Cranmer: Nadine Dorries is a victim of Lib-Lab sexism
There's a bill in the British Parliament that would require independent counselling prior to abortion. "At the moment, abortion providers like BPAS and Marie Stopes offer counselling to women, but they are paid only when the termination is carried out." Nadine Dorries MP, a sponsor of the bill, says, "Abortion has become a factory-efficient process that denies women the right to independent, professional counselling. Many women who are given the opportunity to talk through their situation in a calm environment cease to panic and begin to consider other options. It is every woman's right to be given the choice of access to professional help at the time of a crisis pregnancy."
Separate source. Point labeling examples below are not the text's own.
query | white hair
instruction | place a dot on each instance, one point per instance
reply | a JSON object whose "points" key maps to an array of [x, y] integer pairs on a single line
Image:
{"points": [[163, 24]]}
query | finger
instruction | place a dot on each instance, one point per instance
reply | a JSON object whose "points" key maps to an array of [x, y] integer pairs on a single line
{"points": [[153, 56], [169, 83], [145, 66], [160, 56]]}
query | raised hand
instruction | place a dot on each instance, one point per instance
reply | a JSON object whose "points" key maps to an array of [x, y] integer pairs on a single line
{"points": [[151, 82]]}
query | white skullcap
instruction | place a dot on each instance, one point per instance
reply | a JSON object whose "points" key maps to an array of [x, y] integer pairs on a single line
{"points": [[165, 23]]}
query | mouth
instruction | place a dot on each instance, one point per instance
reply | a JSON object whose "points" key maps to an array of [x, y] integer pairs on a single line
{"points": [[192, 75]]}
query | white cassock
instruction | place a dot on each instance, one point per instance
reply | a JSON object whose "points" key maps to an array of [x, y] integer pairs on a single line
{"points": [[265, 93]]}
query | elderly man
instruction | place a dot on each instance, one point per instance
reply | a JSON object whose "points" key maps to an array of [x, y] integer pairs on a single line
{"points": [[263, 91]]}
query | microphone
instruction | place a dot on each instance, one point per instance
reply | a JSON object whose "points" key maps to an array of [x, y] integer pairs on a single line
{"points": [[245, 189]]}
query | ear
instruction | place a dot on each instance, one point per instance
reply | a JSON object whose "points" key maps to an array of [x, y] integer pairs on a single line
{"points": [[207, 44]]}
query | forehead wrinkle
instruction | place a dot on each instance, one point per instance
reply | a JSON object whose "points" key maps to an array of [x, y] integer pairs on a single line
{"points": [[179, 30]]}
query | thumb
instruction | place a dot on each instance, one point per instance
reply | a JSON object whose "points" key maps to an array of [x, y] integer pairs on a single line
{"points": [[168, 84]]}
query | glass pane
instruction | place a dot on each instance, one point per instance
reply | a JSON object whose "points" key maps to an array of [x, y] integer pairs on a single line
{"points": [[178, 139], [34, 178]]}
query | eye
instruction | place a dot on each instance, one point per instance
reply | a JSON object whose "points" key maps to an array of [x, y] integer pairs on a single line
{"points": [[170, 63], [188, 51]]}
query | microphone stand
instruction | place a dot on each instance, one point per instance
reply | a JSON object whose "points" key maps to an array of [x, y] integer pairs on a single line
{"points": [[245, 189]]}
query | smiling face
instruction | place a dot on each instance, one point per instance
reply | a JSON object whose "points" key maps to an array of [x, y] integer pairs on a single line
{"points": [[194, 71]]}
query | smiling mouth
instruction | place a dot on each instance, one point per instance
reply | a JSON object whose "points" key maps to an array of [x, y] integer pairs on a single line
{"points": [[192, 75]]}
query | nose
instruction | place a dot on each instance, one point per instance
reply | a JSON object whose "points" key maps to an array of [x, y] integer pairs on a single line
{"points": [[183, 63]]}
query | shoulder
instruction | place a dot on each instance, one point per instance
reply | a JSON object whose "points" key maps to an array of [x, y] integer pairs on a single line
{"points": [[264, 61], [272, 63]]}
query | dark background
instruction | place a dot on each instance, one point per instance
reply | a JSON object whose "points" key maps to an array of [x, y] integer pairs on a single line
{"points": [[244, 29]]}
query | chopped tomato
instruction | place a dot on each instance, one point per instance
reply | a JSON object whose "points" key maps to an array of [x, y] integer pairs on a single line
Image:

ConservativeHome's Platform: Bernard Jenkin MP: The bomb that was meant to kill Margaret Thatcher
25 years ago: Remembering the IRA terrorist attack on the Conservative Party conference in Brighton
ConservativeHome's Platform: Maurice Saatchi: These are our values
A distillation of conservative policy values, in honor of the 35th anniversary of the Centre for Policy Studies, founded by Margaret Thatcher and Keith Joseph.
"It is wrong that the majority of people in Britain are financially beholden to the State. This makes the State the master; the complicated tax and benefit system the chief instrument of its power.
"A paternalist government, based on the benevolence of a ruler who treats his subjects as dependent children, is the greatest conceivable despotism and destroys all freedom."
CentreRight: The Queen costs us each a mere 69p a year - and she wants all MPs to know it
Turns out that it's cheaper to be ruled by a monarch than a messiah.
Ace takes a Times headline about Obama's visit to troops in Iraq and uses it to lead into a fascinating and valuable analysis of perspective bias in the media. (Note how I made Ace the active subject of that sentence, rather than a passive responder to the headline.)
iowahawk: This Post Brought to You By the Green Movement
No satire this time. It's about the death of a Togolese boy that iowahawk sponsored for five years through Childreach: "Bakouma was one of approximately one million people who died of malaria last year. Almost all of them were like him: poor, young, and African. And almost all of those deaths could have been prevented through vaccines, insecticide-treated netting, and (gasp) DDT spraying.... [A]1996 DDT ban in South Africa, pushed by environmental groups, led to a malaria epidemic with over 60,000 cases reported in 2000. After DDT spraying resumed in 2001, infections dropped 80% in one year. Facing a mounting death toll across Africa the World Heath Organization and USAID have recently lent support to IRS using DDT, but its adoption continues to be opposed by environmental extremists relying on shoddy science and fearmongering."